They march at a cadence of 110 steps per minute.
Their military movements are refined and practiced until they appear as a single precision motion. They combine strict military order, discipline and teamwork to fulfill their responsibilities with pride and determination. They are the young men and women serving in the U.S. Navy Ceremonial Guard.
Navy Airman Jessica L. Jeter, daughter of Becky Jeter, of Alta, is one of the few chosen to begin her Navy career with this elite group of Sailors at Naval District Washington Anacostia Annex in Washington, D.C.
"I'm currently working as a part of the color guard team for the Ceremonial Guard," said the 2000 graduate of Alta High School. "I was chosen for the color guard because as a female I was one of the few who met the height standards, and because I take great pride in my uniform appearance.
Established in 1931, the Navy Ceremonial Guard is the official ceremonial unit of the U.S. Navy, performing at the nation's most prestigious ceremonies. Members of the Guard also make up part of the President's personal escort during the inaugural parade, and lend a Navy presence for head-of-state arrivals, dinners and receptions at the White House.
Seamen are hand-selected for this prestigious duty directly from Recruit Training Command (RTC) in Great Lakes, Ill., and must meet rigorous screening criteria.

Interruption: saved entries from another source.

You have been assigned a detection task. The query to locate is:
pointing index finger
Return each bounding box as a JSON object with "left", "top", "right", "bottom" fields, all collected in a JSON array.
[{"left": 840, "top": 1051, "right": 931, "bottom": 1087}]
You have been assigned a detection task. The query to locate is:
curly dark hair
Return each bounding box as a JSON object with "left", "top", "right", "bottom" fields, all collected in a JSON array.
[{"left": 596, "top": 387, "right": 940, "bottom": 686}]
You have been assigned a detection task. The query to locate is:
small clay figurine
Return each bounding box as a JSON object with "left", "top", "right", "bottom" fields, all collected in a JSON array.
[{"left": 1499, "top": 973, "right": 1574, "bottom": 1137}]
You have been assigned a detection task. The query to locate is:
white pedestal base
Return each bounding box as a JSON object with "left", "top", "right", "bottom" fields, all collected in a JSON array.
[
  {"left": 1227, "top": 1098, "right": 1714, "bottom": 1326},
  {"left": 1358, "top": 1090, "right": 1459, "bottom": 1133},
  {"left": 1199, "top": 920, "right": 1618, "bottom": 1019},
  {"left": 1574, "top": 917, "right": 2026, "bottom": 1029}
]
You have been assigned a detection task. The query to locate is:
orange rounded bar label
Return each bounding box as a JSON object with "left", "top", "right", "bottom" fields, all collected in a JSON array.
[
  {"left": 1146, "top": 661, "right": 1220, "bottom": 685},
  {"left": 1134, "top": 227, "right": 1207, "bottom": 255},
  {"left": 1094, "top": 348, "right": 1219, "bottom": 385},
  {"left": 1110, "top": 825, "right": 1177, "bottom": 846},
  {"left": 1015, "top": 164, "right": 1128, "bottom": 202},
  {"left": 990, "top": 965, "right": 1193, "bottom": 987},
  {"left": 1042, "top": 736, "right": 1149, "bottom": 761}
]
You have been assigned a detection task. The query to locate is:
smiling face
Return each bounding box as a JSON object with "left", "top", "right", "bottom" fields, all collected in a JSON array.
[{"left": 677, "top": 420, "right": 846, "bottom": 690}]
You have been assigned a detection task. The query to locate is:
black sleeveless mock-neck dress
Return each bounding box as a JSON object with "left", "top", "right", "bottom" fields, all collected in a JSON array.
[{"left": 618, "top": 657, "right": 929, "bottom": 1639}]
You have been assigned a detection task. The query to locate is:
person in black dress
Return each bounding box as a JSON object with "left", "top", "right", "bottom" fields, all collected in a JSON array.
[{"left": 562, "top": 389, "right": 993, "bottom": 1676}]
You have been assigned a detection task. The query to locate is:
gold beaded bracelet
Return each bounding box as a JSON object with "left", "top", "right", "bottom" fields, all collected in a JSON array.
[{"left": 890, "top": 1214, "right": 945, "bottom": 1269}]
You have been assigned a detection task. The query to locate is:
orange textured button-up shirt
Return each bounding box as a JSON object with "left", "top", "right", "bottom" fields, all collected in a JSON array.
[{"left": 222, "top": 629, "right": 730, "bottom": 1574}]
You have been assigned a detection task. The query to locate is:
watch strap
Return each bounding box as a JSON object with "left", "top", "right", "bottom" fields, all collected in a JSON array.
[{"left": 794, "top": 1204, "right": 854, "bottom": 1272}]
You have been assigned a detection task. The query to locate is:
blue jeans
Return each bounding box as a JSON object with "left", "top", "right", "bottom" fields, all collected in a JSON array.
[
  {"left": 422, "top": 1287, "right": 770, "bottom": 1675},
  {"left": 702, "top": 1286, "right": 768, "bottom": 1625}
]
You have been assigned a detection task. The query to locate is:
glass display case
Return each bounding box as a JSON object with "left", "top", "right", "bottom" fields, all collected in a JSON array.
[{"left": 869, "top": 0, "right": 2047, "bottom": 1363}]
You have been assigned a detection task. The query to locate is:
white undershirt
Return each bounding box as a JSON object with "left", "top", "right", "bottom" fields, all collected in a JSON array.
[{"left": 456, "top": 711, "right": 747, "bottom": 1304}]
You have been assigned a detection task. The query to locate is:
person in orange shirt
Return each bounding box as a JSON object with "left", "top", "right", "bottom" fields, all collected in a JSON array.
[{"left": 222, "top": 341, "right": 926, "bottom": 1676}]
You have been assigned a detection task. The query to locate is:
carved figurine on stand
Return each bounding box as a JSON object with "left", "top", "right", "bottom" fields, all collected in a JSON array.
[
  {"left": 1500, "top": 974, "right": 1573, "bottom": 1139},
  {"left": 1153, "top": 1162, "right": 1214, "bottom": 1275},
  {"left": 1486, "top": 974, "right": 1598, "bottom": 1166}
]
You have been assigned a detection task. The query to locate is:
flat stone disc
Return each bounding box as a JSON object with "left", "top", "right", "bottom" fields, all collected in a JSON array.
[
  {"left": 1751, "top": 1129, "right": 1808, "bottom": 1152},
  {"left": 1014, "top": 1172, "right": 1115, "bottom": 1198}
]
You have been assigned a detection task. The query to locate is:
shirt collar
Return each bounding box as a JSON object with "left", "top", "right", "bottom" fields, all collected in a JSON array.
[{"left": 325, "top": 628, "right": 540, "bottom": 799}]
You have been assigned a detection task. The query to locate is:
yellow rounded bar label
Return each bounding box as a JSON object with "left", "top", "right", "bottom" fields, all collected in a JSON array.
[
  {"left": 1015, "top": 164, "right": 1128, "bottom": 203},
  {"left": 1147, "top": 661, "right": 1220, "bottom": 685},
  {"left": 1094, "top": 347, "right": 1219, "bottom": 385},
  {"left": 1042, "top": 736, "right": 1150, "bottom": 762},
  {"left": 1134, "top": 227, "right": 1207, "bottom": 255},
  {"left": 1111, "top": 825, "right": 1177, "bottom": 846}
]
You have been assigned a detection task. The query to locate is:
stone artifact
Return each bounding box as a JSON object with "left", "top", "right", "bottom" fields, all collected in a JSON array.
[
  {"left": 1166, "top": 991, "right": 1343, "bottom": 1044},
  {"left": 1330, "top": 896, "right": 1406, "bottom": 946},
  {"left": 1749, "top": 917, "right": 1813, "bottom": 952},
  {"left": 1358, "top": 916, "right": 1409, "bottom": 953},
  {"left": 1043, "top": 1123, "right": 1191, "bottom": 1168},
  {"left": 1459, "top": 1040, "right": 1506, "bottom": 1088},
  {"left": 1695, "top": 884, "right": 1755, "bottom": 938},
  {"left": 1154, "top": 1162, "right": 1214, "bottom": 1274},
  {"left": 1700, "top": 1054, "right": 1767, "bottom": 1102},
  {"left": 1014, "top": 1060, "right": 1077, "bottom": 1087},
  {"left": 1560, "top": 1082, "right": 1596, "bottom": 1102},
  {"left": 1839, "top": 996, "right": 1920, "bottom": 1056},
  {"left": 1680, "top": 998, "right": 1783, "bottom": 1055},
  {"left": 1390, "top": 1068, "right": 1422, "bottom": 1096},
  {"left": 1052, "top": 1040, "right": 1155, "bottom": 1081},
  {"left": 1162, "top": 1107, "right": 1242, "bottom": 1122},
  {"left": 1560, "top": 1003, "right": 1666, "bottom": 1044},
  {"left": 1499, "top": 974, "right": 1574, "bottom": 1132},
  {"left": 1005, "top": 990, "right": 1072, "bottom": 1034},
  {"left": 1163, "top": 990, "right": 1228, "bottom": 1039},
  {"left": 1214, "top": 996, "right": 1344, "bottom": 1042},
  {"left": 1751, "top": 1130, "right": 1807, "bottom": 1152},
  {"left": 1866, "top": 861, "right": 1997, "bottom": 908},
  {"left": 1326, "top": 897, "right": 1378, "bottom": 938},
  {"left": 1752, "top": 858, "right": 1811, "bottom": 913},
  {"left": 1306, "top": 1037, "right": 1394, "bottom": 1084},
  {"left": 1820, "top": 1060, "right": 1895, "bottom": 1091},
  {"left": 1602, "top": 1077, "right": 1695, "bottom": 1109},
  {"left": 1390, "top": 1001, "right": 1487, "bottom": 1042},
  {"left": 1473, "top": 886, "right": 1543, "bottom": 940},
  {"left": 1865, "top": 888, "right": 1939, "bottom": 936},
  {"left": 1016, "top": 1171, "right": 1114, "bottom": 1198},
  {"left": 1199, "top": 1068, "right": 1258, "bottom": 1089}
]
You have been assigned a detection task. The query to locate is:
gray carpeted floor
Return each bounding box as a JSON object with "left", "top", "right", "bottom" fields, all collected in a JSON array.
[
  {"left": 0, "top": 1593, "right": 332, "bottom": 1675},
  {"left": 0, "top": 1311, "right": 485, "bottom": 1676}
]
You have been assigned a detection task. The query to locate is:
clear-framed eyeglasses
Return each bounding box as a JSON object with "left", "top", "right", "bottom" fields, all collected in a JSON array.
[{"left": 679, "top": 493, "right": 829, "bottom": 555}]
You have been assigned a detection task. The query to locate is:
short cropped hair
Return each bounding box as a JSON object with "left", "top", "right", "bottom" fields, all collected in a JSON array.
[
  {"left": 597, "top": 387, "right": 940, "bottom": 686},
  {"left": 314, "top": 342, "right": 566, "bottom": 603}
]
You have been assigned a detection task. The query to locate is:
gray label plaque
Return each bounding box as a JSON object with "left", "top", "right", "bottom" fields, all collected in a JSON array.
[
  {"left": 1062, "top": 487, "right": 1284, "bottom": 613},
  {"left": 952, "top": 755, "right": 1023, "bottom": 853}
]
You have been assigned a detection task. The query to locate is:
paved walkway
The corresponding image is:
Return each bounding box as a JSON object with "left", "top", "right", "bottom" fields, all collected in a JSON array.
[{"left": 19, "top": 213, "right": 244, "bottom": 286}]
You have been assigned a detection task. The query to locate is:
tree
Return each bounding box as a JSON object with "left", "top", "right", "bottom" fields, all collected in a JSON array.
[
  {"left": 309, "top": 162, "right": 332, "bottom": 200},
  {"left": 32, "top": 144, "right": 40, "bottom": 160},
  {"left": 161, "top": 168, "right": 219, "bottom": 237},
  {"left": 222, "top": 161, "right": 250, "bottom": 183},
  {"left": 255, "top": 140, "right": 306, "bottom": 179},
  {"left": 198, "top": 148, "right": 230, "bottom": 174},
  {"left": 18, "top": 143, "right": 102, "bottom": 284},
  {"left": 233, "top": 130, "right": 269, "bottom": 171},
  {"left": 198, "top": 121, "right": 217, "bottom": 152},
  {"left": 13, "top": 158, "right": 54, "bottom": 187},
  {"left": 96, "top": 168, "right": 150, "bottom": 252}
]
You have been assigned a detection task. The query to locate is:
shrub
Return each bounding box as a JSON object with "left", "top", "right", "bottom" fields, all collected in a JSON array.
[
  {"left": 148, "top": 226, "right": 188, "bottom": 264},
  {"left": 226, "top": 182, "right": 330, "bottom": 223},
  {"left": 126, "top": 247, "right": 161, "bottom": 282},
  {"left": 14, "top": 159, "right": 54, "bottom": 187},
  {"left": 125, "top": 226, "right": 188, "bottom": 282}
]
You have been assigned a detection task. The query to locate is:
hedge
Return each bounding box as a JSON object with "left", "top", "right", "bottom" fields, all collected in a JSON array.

All potential Guard members must first meet a minimum height requirement of 6'0" for non-petty officer males and 5'l0" for females and petty officers. They must meet minimum test score requirements, have outstanding personal appearance and military bearing, and present good moral character with an evident respect for authority. All petty officers must additionally have an outstanding leadership record.
Jeter joined the Navy in July of 2000 and became a member of the Guard in October of the same year. "I joined the Navy to serve and give something back to my country," said Lawson. "My mother also served in the Navy before me."
Sailors interested in becoming a member of the Guard after completing training at RTC must be capable of extended marching and prolonged standing, and be able to participate in ceremonies without the use of glasses. Physical fitness and good natural posture are also required.
The most interesting aspect of being a member of the Navy Ceremonial Guard, Jeter said, is the attention to detail. "Someone is always watching every move a guardsman makes," said the 21-year-old sailor.
"We get a lot of media attention and are the last to put our fellow shipmates to rest."
Members of the Guard also participate in state funerals and Full Honors ceremonies at the Pentagon. One of the unit's more solemn responsibilities is rendering final honors for every Navy funeral at Arlington National Cemetery.